To obtain the raw activation z for the corresponding feature neuron, we just need to add the bias to this value. Then we apply the activation function σ(z) to obtain a. Hopefully this looks familiar: To generate the activation for a single neuron in the feature map, we perform the same calculation that we used in the previous article - the difference is that we’re applying it to a small region of the input this time. This idea is shown in the diagram below:

feature map neuron

Having performed this step to generate an activation value for the first neuron in the feature map, we can now slide the overlay of weights across the input matrix, repeating this same operation as we go along. The feature map that’s produced is the result of convolving the input matrix with the weights matrix. Actually, in math, the operation I’ve described is technically called a cross-correlation rather than a convolution. A convolution involves rotating the filter by 180° first. The two operations are very similar, and it seems the terms are often used somewhat interchangeably in machine learning. In this article, we will end up using both cross-correlation and convolution.

Note that we keep using the same matrix of weights as a filter across the entire input matrix. This is an important trick: We only maintain one bias and one set of weights that are shared among all of the neurons in a given feature map. This saves us a lot of parameters! Let’s say we have the same 28×28, or 784 input neurons and we choose a 4×4 overlay. That will produce a 25x25 feature map. This feature map will have just 16 shared weights and 1 shared bias. We will usually set up several independent feature maps in the first convolutional layer. Let’s suppose that we set up 16 feature maps in this case. That means we’ve got 17×16, or 272 parameters in this convolutional layer, far fewer than the 23,550 parameters we considered earlier for a fully connected layer.

Let’s examine a simple example: Our input layer is a 3×3 matrix, and we use a 2×2 overlay. The diagram below shows how the input matrix is cross-correlated with the the weights matrix as an overlay to produce the feature map - also a 2×2 matrix in this case:

feature neurons for _3×3_ input with _2×2_ overlay

The overlay is a 2×2 matrix of weights. We start by placing this matrix over top of the activations in the top left-hand corner of the 3×3 input matrix. In the image above, each weight in the overlay matrix is represented as a colored curve pointing to the corresponding neuron in the feature map. Each activation in the underlay (the part of the input matrix covered by the overlay) is colored to match the weight it corresponds to. We multiply each activation in the underlay by its corresponding weight, then we add up these products into a single value. This value is fed into the corresponding feature neuron. We can now slide the overlay across the image, repeating this operation for each feature neuron. Again, we say that the feature map this produces is the result of cross-correlating the input data with the shared weights matrix as an overlay or filter.

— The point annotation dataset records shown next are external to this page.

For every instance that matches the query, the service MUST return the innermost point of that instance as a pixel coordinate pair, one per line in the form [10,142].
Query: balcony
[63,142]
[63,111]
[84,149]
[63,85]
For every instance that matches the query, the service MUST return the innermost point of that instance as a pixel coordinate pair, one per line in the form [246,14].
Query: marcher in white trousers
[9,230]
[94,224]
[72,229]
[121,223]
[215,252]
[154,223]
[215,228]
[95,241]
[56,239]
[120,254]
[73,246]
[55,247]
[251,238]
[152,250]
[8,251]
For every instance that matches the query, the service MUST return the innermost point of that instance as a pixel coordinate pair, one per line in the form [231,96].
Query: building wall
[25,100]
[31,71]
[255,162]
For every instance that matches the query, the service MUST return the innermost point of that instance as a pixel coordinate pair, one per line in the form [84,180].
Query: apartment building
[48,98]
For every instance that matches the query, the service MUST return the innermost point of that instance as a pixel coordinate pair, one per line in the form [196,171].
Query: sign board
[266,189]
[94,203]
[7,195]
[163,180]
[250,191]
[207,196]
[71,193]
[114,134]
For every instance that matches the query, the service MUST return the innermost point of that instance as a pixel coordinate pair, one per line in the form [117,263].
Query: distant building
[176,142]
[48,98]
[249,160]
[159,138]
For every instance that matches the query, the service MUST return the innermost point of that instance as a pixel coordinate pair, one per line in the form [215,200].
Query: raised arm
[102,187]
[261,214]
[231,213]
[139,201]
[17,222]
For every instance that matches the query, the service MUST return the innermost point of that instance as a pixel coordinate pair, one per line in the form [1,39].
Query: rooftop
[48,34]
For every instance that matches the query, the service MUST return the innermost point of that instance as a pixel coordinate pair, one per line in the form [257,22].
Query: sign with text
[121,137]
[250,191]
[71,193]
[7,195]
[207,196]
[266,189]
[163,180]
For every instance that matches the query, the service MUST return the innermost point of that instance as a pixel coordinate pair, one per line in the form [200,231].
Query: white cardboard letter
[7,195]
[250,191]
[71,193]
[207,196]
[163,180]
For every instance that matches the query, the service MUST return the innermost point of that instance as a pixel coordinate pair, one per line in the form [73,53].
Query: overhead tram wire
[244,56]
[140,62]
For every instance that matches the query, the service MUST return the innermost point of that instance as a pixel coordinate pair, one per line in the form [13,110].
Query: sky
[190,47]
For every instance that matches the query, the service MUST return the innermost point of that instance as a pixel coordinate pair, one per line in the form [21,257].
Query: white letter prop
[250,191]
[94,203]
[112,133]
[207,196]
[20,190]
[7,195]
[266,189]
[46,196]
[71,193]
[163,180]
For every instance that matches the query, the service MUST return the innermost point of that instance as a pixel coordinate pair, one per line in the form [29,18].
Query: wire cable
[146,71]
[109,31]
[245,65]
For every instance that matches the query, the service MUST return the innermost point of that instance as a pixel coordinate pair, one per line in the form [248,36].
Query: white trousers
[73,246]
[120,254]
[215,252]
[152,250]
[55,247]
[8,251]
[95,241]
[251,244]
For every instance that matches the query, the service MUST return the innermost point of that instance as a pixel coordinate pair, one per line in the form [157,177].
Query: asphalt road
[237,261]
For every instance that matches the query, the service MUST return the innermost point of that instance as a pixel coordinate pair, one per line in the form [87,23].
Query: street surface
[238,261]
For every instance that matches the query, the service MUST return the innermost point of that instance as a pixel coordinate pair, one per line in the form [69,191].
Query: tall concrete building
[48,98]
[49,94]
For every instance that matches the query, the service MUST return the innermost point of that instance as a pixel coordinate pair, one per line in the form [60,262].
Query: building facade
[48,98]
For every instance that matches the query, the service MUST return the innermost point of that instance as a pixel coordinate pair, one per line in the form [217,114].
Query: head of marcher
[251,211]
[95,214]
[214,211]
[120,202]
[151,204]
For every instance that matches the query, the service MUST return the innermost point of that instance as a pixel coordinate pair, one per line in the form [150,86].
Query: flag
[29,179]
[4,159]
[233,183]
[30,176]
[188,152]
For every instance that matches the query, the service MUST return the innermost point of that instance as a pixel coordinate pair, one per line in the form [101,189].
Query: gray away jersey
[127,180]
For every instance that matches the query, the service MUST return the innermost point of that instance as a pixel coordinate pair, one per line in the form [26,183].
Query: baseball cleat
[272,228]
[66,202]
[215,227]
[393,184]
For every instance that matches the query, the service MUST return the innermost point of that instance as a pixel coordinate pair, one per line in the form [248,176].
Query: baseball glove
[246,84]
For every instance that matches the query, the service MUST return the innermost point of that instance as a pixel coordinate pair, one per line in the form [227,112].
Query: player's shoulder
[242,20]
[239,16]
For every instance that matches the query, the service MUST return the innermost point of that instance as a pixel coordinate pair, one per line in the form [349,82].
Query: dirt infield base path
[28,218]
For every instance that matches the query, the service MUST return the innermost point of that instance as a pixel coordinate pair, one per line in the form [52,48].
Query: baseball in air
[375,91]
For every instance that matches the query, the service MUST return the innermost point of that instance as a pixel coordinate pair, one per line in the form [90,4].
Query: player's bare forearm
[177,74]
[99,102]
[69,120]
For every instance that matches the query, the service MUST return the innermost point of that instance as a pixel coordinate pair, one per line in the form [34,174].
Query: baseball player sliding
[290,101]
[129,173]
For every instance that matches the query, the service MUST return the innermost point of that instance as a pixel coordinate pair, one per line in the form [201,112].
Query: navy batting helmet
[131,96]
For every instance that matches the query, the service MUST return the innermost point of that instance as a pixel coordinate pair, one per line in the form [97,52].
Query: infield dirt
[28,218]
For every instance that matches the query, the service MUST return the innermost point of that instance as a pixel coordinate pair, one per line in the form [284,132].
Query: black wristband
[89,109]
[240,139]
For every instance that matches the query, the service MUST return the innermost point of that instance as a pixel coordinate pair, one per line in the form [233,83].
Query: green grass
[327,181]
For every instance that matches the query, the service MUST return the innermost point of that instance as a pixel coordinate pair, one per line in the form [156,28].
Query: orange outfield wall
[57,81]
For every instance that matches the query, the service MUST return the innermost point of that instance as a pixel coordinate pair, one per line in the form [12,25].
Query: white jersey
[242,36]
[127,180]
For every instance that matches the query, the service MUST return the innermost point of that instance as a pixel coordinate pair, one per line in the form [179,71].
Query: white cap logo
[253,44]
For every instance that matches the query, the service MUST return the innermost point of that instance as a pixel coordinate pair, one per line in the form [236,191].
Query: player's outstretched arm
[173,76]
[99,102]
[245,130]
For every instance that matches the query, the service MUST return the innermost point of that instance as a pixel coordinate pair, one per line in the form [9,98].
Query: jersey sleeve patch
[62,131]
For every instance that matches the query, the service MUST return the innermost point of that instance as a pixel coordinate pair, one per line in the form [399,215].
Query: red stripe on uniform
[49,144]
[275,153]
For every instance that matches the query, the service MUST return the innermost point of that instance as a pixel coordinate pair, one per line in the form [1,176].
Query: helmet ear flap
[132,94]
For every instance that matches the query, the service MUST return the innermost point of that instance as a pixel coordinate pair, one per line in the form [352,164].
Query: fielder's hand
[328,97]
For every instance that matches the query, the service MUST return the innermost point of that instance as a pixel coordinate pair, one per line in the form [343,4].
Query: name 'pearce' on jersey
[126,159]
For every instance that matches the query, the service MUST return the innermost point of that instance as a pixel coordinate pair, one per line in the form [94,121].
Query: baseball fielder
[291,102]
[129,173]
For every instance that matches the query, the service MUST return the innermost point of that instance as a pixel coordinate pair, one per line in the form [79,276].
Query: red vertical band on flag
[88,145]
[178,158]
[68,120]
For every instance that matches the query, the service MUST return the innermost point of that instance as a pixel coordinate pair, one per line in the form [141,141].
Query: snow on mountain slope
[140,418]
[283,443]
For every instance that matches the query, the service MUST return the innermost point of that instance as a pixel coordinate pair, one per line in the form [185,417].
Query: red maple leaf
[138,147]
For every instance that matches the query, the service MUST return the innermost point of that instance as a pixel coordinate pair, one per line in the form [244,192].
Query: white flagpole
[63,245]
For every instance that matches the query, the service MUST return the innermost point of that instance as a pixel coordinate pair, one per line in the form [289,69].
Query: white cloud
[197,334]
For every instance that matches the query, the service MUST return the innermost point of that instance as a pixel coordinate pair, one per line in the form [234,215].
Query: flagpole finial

The code that produces the activations for a feature map is shown below (the full code is available in the code section at the end of the article):

self.z = sp.signal.correlate2d(self.a_prev, self.w, mode="valid") + self.b
self.a = sigmoid(self.z)

What is the meaning of the shared weights and bias? The idea is that each neuron in a given feature map is looking for a feature that shows up in part of the input. What that feature actually looks like is not hard-coded into the network. The particular feature that each feature map learns is an emergent property that arises from the training of the network.

It’s important to note that, since all of the neurons in a feature map share their weights and bias, they are in a sense the same neuron. Each one is looking for the same feature across different parts of the input. This is known as translational invariance. For example, let’s say we want to recognize an image representing the letter U, as shown below:

letter U

Maybe the network will learn a vertical straight line as a single feature. It could then identify the letter U as two such features next to each other - connected by a different feature at the bottom. This is somewhat of an oversimplification, but hopefully it gets the flavour of the idea across - the vertical lines in this example would be two different neurons in the same feature map.

Keep in mind that each of the neurons in a feature map will produce the same activation if they receive the same input: If an image has the same feature in two parts of the screen, then both corresponding feature neurons will fire with exactly the same activation. We will use this intuition when we derive the calculations for backpropagation through a feature map.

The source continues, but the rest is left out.